SYDNEY (Reuters) – Australia skipper Steven Smith has stressed there will be no let up when they play the fifth and final one-day international against an Indian side staring at a series whitewash on Saturday.
The Australians stretched their one-day win streak to 18 matches after a stunning India collapse in the fourth one-day on Wednesday allowed the hosts to claim a 25-run victory.
Smith said he was pleased with his side’s displays and was keen to wrap up a 5-0 series sweep before the three-match Twenty20 series begins next week.
“We’ve played some very good cricket against them of late,” Smith said on Friday.
“We dominated them when they were out here last summer, we beat them in the World Cup semi-final and we’re up 4-0 so we’re in a good spot.
“Hopefully we can top it off tomorrow with a 5-0 whitewash.”

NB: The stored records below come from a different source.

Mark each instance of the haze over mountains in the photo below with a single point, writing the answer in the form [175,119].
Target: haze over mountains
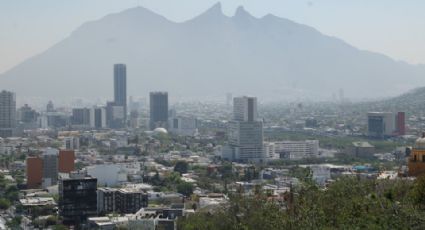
[212,54]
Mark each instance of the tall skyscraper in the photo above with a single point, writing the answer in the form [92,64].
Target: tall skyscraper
[98,117]
[120,86]
[158,110]
[50,167]
[401,123]
[66,161]
[245,132]
[34,172]
[7,113]
[80,116]
[381,124]
[245,109]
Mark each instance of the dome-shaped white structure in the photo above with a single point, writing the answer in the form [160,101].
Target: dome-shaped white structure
[420,143]
[160,131]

India have not beaten Australia in any format since 2013. The tourists looked like ending that barren run when they were on 277 for one, chasing 349 for victory, only to lose their last nine wickets for 46 runs in Canberra.
India’s chances of victory in Sydney on Saturday could be aided by the absence of Glenn Maxwell, who was struck on the knee during Wednesday’s win.
The all-rounder went on to hit a crucial quick fire 41 at the end of the Australian innings to help post a winning target.
“He might have had something with his hamstring as well,” Smith said of Maxwell’s ailments.
“We’ll wait and see how he pulls up and see how the team goes from there.”
The ODI series has seen the two sides score close to 2500 runs combined with little help for both the fast and spin bowlers.
The test matches against New Zealand and West Indies also saw the 500-run mark breached on several occasions and Smith said he was “disappointed” with the docile surfaces at home.
“It’d be nice if the wickets that traditionally have a little bit more pace and bounce in them, the WACA and Gabba, were able to bring back those characteristics,” Smith said.
“I’ve been a little bit disappointed with the way they’ve played throughout the whole summer in the two test matches against New Zealand on those respective pitches.
“The wickets didn’t have a great deal of pace and bounce to them which we naturally see. It’d be great if that was brought back. I think that’ll make it a little bit more even between bat and ball.”